How can rail contribute?
The development of the Utah inland port involving Union Pacific has “great timing, because there’s a lot of potential commodity flow that is not leveraging rail but could be leveraging rail in that area,” Lew said.
However, the railroads also need to do their part in encouraging shippers to use inland ports.
For intermodal rail to take market share from trucks, the railroads need to provide shippers a rail transaction that has visibility, a reliable performance metric and predictability, which includes being more open about the performance dynamics of their network, according to Yeager. Those offerings could even trump the longer transit time that railroads have compared with trucks, he said.
“If the railroads really want to get market share from the trucking community, which I think is the goal long term and that’s an admirable goal, they’re going to have to produce a product that has the visibility aspects that a truck provides to the shipping public. And that’s going to require that they integrate with all the pieces: the dray, the terminal operation, the line haul and then the other side of the terminal — the destination and the destination delivery,” Yeager said.
The technology that the railroads incorporate should also provide visibility on the origin pickup and origin delivery so that the railroads know when empty and loaded containers are coming back into the system, according to Yeager.
“A trucking company would never work that way, where someone else manages the starting miles and the ending miles of a move.
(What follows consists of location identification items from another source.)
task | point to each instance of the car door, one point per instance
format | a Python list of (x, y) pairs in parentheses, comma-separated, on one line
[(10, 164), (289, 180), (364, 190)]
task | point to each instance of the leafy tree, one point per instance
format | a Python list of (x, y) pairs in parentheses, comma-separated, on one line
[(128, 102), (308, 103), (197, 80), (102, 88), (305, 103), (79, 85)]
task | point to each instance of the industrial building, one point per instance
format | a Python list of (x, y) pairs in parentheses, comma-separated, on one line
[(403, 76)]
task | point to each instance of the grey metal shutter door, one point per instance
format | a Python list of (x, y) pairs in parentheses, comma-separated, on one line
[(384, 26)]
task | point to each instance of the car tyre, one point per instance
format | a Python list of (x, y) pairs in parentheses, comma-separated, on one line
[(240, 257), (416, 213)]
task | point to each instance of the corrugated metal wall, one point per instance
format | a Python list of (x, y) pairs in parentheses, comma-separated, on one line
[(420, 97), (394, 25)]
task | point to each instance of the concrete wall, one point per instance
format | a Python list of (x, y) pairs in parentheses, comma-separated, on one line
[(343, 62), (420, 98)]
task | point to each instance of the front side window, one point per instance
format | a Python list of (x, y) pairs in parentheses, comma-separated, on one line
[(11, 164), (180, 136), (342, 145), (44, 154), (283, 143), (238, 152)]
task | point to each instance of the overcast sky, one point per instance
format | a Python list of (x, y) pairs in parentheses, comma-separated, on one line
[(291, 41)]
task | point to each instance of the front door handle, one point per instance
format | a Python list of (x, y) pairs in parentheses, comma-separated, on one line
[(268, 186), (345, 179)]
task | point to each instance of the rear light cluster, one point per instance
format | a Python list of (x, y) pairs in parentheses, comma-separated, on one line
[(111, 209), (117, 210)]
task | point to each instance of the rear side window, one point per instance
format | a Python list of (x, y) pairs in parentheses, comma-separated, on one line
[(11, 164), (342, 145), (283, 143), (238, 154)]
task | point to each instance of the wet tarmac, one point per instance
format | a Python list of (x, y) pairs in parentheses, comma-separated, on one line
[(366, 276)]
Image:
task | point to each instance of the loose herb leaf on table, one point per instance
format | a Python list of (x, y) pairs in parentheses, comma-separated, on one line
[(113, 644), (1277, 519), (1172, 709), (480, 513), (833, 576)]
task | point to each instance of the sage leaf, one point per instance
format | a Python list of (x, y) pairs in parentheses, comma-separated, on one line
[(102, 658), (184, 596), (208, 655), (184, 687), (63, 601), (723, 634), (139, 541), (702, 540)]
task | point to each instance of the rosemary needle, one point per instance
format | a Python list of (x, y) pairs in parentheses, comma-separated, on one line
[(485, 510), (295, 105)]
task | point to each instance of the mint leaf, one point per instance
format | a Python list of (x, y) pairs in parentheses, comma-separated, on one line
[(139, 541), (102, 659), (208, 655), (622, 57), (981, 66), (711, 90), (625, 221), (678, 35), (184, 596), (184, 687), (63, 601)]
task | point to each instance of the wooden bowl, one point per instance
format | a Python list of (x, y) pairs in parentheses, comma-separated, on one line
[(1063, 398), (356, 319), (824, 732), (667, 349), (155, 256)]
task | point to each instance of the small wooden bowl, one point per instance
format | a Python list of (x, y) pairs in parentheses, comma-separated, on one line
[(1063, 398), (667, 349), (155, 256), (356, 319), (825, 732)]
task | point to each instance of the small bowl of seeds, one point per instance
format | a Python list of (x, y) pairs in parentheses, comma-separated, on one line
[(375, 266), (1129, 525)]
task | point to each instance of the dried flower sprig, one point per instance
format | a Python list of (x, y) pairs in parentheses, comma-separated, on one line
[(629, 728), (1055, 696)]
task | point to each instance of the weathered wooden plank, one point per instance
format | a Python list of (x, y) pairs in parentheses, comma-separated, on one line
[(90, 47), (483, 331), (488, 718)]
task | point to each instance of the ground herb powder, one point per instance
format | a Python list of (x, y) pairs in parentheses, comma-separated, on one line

They recognize that it’s almost impossible to manage a network in that fashion,” Yeager said. “And so I believe that rail has to probably contemplate a pretty fundamental model change, which is supported and enabled by technology, in order to truly compete with the truck long term, especially an autonomous version of trucking.”
Being more open with that data can help stakeholders make more informed and holistic decisions about the health of the supply chain, noted Lew.
“I think now more than ever, the transportation industry supply chain needs more data sharing so that we have a better way to figure out where we can be improving the supply chain,” Lew said. “Without the data, without visibility into where the problem areas are, it’s going to be very hard to try to anticipate what problems you’re gonna have to solve the next time you know a 2021 hits.”
Another contribution that not only the rails but all stakeholders can make is to work together to determine where there should be a new lane, terminal or transit site, Lew noted. The traditional way of relying on one or two customers to justify the financing of a terminal takes a lot of work, and it may be a more fruitful process to use data and work with shippers, logistics providers, terminal operators and city agencies — as well as the railroads — to determine where there is a need that’s not being met, Lew said.
“Everybody wants to ramp up infrastructure. Everybody wants to ramp up capacity. It’s just the matching of the demand and supply sides that is the difficult part, because the demand side doesn’t always know what capacity is available, while the supply side doesn’t always know where the demand is,” Lew said.
“Shippers need to be more proactive about approaching logistics providers, terminal operators, short lines, railroads about what they want, and let the supply side try to come up with solutions that can solve the problem,” Lew said. “But that collaboration is something that needs to be more proactively done. And not done just when there’s an emergency … . That collaboration is something that I think needs to be done much more in advance.”